Siyeon yang jawab gitu, tapi Siyeon sendiri yang kepikiran. Dalem hati, Siyeon ngomong. "Iya juga ya? Kenapa gua gak beli skincare aja? Malah beliin Jeno ini-itu, anjir. Kehed, bucin banget gua."
Saking kepikirannya, Siyeon sampai tak sadar ternyata sudah sampai depan rumah dia. Penampakan rumah Siyeon itu, untuk halaman sangat luas dengan rumah sederhana membuat Siyeon tak keberatan tinggal sendirian disana. Rumahnya yang sekarang ini kemauan mendiang Ibu nya jadi sebisa mungkin Siyeon merawatnya engan penuh kasih sayang.

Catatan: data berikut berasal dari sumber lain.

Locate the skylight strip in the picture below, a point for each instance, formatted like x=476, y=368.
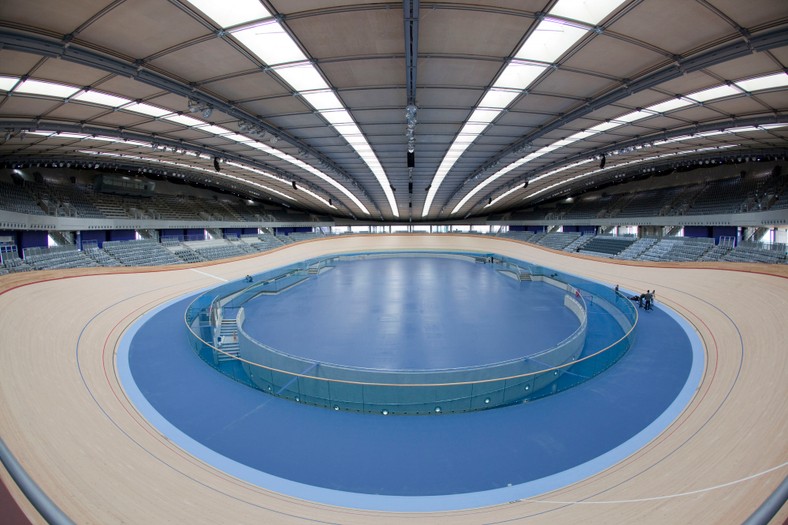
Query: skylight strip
x=604, y=126
x=669, y=105
x=213, y=130
x=45, y=88
x=714, y=93
x=8, y=83
x=239, y=12
x=588, y=11
x=101, y=99
x=146, y=109
x=777, y=80
x=183, y=120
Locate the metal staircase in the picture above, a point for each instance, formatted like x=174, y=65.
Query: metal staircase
x=228, y=332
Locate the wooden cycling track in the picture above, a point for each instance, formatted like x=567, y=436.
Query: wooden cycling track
x=64, y=415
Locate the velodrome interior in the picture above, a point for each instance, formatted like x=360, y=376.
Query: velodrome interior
x=151, y=149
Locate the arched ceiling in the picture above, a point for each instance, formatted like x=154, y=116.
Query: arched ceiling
x=306, y=102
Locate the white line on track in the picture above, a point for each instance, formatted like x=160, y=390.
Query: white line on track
x=669, y=496
x=209, y=275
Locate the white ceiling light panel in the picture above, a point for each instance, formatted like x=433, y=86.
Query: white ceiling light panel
x=322, y=100
x=499, y=98
x=550, y=40
x=271, y=43
x=519, y=75
x=147, y=109
x=7, y=83
x=302, y=77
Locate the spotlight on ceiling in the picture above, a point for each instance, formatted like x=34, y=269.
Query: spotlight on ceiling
x=195, y=106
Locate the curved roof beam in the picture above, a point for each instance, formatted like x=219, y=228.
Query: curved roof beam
x=731, y=126
x=67, y=50
x=554, y=34
x=269, y=40
x=738, y=48
x=182, y=152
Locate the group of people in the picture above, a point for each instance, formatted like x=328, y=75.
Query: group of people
x=645, y=300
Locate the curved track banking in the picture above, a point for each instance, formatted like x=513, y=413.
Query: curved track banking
x=64, y=414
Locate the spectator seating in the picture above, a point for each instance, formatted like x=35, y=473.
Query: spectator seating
x=753, y=254
x=607, y=246
x=517, y=235
x=578, y=243
x=58, y=257
x=18, y=199
x=558, y=240
x=634, y=250
x=143, y=252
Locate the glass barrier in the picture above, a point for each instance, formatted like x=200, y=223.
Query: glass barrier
x=403, y=392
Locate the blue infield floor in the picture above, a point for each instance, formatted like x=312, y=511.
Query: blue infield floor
x=413, y=463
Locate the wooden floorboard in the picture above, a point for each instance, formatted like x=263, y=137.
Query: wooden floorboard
x=64, y=415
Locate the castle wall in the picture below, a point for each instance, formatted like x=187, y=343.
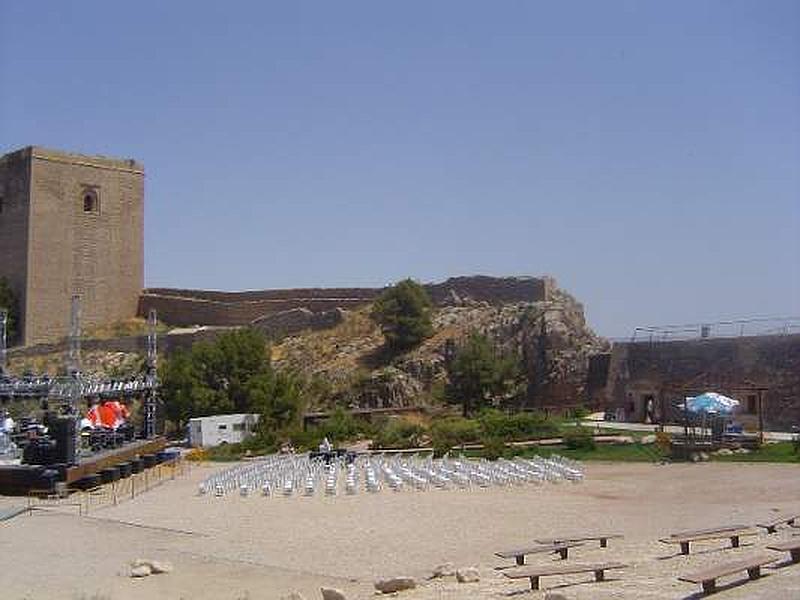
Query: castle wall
x=14, y=221
x=96, y=254
x=731, y=366
x=204, y=307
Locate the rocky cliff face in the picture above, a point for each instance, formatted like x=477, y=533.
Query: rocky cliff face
x=550, y=337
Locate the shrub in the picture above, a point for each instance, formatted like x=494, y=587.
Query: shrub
x=398, y=433
x=448, y=433
x=581, y=412
x=494, y=448
x=403, y=313
x=579, y=438
x=519, y=426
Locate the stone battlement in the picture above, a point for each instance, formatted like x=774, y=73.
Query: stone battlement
x=184, y=307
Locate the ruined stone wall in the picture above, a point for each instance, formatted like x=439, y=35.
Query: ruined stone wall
x=97, y=254
x=14, y=210
x=204, y=307
x=729, y=366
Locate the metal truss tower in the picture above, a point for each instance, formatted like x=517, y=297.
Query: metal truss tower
x=151, y=399
x=3, y=325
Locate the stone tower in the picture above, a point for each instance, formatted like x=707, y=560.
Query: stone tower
x=71, y=225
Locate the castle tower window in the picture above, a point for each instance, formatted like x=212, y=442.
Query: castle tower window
x=91, y=201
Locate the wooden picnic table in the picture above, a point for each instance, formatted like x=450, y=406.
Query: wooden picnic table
x=518, y=555
x=708, y=577
x=535, y=573
x=685, y=540
x=603, y=537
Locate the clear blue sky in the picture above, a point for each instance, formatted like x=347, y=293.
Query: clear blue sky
x=646, y=154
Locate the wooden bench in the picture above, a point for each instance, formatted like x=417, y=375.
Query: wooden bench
x=583, y=538
x=772, y=525
x=519, y=555
x=685, y=540
x=708, y=577
x=791, y=546
x=719, y=529
x=534, y=573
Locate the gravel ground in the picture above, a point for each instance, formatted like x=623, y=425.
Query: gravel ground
x=254, y=548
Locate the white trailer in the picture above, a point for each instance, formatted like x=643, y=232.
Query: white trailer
x=205, y=432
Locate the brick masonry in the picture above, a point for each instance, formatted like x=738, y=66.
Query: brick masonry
x=732, y=366
x=203, y=307
x=56, y=249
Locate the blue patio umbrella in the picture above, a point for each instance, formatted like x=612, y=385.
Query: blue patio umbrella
x=711, y=402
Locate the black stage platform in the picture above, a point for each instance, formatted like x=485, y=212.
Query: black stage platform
x=19, y=480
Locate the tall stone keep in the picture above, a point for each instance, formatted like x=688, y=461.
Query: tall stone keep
x=71, y=225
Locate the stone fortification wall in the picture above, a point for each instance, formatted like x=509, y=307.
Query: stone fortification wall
x=71, y=225
x=14, y=219
x=732, y=366
x=204, y=307
x=97, y=254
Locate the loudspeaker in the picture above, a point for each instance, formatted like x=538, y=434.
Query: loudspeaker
x=64, y=431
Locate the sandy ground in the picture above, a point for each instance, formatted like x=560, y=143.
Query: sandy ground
x=263, y=548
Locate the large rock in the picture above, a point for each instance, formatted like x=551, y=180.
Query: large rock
x=158, y=566
x=141, y=571
x=332, y=594
x=153, y=566
x=443, y=570
x=467, y=575
x=395, y=584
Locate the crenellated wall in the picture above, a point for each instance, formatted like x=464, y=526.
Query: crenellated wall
x=205, y=307
x=735, y=367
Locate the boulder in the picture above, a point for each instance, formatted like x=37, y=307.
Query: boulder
x=332, y=594
x=467, y=575
x=395, y=584
x=153, y=566
x=158, y=566
x=444, y=570
x=141, y=571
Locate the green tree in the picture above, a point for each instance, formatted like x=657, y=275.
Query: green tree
x=479, y=373
x=9, y=303
x=403, y=312
x=232, y=374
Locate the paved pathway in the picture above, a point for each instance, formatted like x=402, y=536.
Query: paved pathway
x=768, y=435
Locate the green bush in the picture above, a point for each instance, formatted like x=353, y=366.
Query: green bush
x=449, y=433
x=398, y=433
x=517, y=427
x=494, y=448
x=579, y=438
x=581, y=412
x=403, y=312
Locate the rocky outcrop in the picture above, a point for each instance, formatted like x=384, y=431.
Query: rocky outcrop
x=551, y=339
x=293, y=321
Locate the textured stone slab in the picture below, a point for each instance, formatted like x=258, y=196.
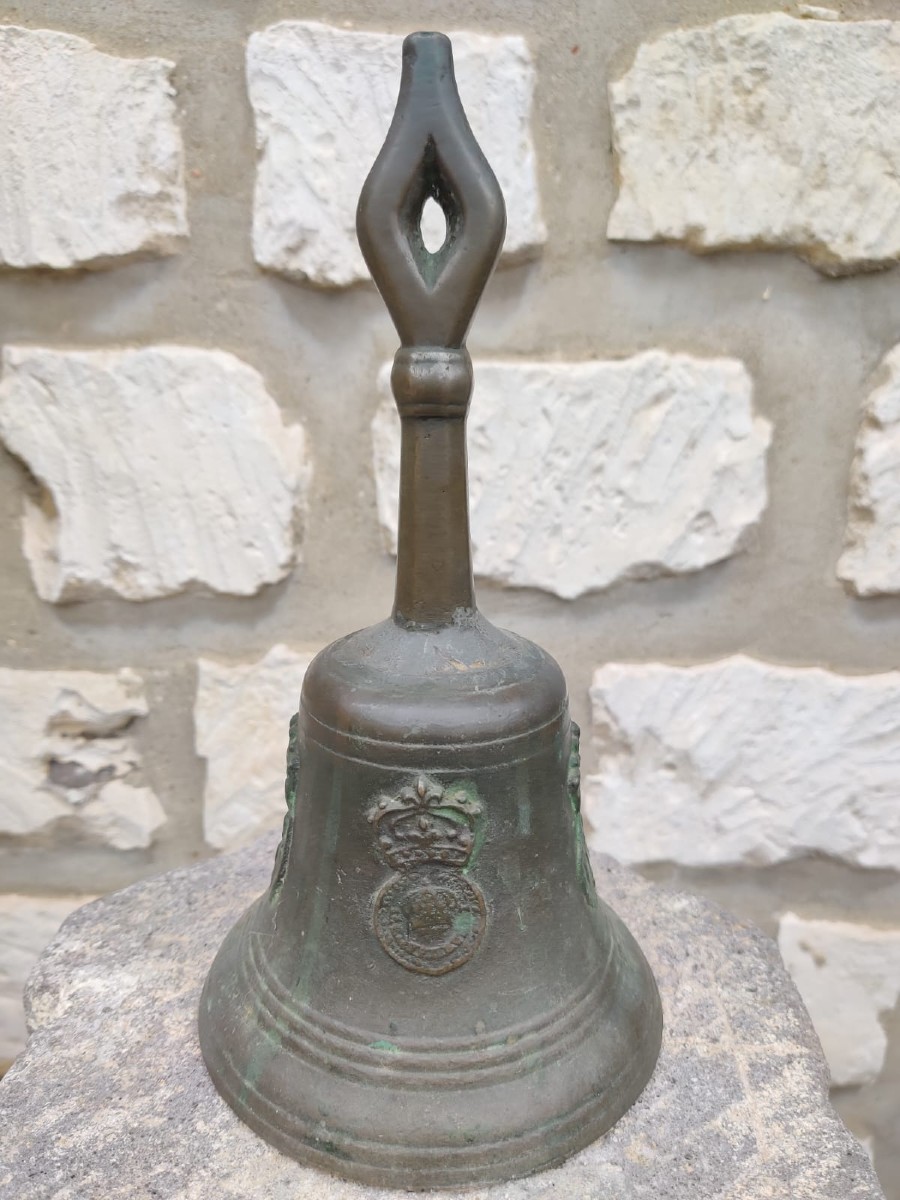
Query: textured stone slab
x=27, y=925
x=91, y=154
x=849, y=976
x=587, y=473
x=67, y=753
x=870, y=562
x=323, y=100
x=765, y=131
x=741, y=761
x=163, y=469
x=241, y=718
x=737, y=1109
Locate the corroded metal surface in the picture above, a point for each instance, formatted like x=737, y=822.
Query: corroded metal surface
x=431, y=994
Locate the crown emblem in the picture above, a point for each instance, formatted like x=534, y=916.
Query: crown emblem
x=425, y=822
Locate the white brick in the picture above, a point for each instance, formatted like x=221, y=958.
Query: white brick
x=90, y=150
x=66, y=754
x=163, y=468
x=27, y=925
x=323, y=101
x=870, y=562
x=241, y=718
x=583, y=474
x=741, y=761
x=849, y=976
x=765, y=131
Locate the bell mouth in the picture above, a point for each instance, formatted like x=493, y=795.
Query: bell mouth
x=399, y=1114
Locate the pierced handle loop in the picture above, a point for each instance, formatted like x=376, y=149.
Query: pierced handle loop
x=431, y=153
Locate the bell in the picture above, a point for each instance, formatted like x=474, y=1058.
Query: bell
x=431, y=994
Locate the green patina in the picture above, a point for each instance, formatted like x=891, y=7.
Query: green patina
x=388, y=1047
x=582, y=861
x=292, y=777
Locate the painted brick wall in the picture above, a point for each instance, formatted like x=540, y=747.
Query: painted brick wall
x=684, y=442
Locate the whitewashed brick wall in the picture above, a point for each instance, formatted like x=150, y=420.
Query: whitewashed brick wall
x=684, y=444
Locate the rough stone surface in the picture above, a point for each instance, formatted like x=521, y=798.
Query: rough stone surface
x=765, y=131
x=741, y=761
x=163, y=468
x=323, y=100
x=67, y=753
x=91, y=153
x=737, y=1109
x=870, y=562
x=849, y=976
x=27, y=925
x=587, y=473
x=241, y=718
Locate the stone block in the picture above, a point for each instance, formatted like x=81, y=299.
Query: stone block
x=849, y=976
x=763, y=131
x=162, y=469
x=241, y=718
x=91, y=154
x=582, y=474
x=738, y=1105
x=27, y=925
x=744, y=762
x=870, y=562
x=323, y=100
x=67, y=753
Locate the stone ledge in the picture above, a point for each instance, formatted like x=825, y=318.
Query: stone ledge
x=112, y=1099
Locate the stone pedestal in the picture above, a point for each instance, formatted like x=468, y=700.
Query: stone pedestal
x=112, y=1102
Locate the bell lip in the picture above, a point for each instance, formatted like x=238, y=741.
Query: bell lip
x=401, y=1163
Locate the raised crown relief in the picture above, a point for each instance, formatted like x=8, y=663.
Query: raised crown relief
x=425, y=822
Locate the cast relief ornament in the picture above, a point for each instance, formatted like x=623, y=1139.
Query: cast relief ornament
x=430, y=918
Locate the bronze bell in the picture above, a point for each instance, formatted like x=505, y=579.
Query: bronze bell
x=431, y=994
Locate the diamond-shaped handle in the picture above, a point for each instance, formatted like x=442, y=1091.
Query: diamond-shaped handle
x=431, y=153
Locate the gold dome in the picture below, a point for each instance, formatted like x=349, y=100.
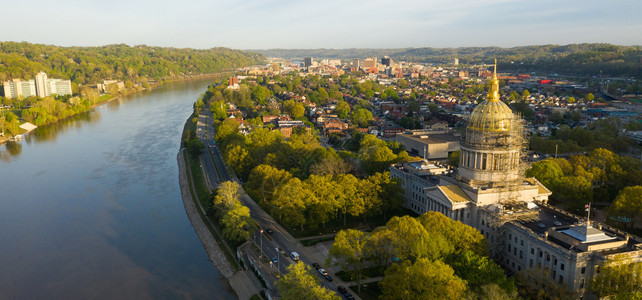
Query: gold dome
x=492, y=114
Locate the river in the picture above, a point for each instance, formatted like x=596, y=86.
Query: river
x=90, y=207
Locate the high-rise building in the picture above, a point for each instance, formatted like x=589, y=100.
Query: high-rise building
x=370, y=62
x=386, y=61
x=41, y=86
x=489, y=192
x=307, y=62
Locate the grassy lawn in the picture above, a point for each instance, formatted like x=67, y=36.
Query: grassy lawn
x=313, y=242
x=370, y=291
x=365, y=274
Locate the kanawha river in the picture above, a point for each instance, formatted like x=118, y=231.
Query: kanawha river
x=91, y=207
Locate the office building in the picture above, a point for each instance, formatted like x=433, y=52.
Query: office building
x=490, y=193
x=41, y=86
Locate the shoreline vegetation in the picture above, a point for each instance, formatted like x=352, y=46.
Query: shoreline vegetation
x=106, y=98
x=111, y=70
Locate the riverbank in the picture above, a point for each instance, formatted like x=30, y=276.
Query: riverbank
x=5, y=139
x=216, y=255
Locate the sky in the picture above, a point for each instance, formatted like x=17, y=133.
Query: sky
x=303, y=24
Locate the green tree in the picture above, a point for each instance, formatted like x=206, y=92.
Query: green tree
x=263, y=182
x=629, y=203
x=590, y=97
x=413, y=241
x=361, y=117
x=546, y=171
x=479, y=271
x=617, y=279
x=300, y=283
x=237, y=223
x=460, y=236
x=348, y=251
x=342, y=109
x=425, y=279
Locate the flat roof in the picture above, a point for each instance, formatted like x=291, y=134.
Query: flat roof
x=454, y=193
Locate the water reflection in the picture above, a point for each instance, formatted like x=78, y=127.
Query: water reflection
x=91, y=206
x=11, y=149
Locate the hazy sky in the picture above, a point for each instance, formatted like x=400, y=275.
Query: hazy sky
x=256, y=24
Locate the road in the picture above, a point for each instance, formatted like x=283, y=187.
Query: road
x=217, y=172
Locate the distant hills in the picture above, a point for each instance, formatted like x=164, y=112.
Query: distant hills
x=136, y=63
x=575, y=59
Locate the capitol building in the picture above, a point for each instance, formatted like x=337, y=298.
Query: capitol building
x=489, y=192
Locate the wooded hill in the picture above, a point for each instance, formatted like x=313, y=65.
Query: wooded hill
x=136, y=63
x=574, y=59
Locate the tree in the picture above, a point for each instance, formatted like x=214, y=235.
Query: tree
x=413, y=241
x=432, y=107
x=294, y=109
x=629, y=203
x=290, y=201
x=237, y=223
x=479, y=271
x=460, y=236
x=342, y=109
x=453, y=158
x=536, y=283
x=227, y=195
x=361, y=117
x=546, y=171
x=300, y=283
x=348, y=251
x=618, y=278
x=424, y=279
x=263, y=182
x=590, y=97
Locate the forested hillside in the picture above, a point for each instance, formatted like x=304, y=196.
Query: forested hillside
x=576, y=59
x=136, y=63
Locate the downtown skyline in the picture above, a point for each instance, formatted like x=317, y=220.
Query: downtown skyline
x=331, y=24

"Bentar, seinget gua, gua gak punya mobil, punyanya sepeda doang," monolog Siyeon.
"Terus ini mobil siapa? Seinget gua, gua juga gak pernah nyolong mobil," gumam Siyeon saat melihat mobil yang terparkir di pekarangan rumahnya.
Siyeon pun memutar-mutari mobil tersebut supaya tau siapa yang mempunya mobil ini. Setelah 5 kali muter-muterin mobil, akhirnya Siyeon tau.
"Halah, si orang kaya balik ini mah." Siyeon langsung masuk dan membuka pintu secara kasar. Benar saja, didalam sudah ada Papa nya yang lagi duduk di sofa bersama dengan orang asing.
"Ngapain?" tanya Siyeon dengan wajah datar. Suho —sang papa tersenyum saat mendengar suara anaknya.
"Siyeon udah pulang?" tanya Suho dan yang dibalas ringisan kecil oleh Siyeon.
"Pertanyaannya basi. Kalau sekarang aku belum pulang, terus sekarang yang lagi ngomong sama Papa siapa?" Siyeon balik bertanya dengan ketus lalu membuka sepatunya dan menaruhnya di rak.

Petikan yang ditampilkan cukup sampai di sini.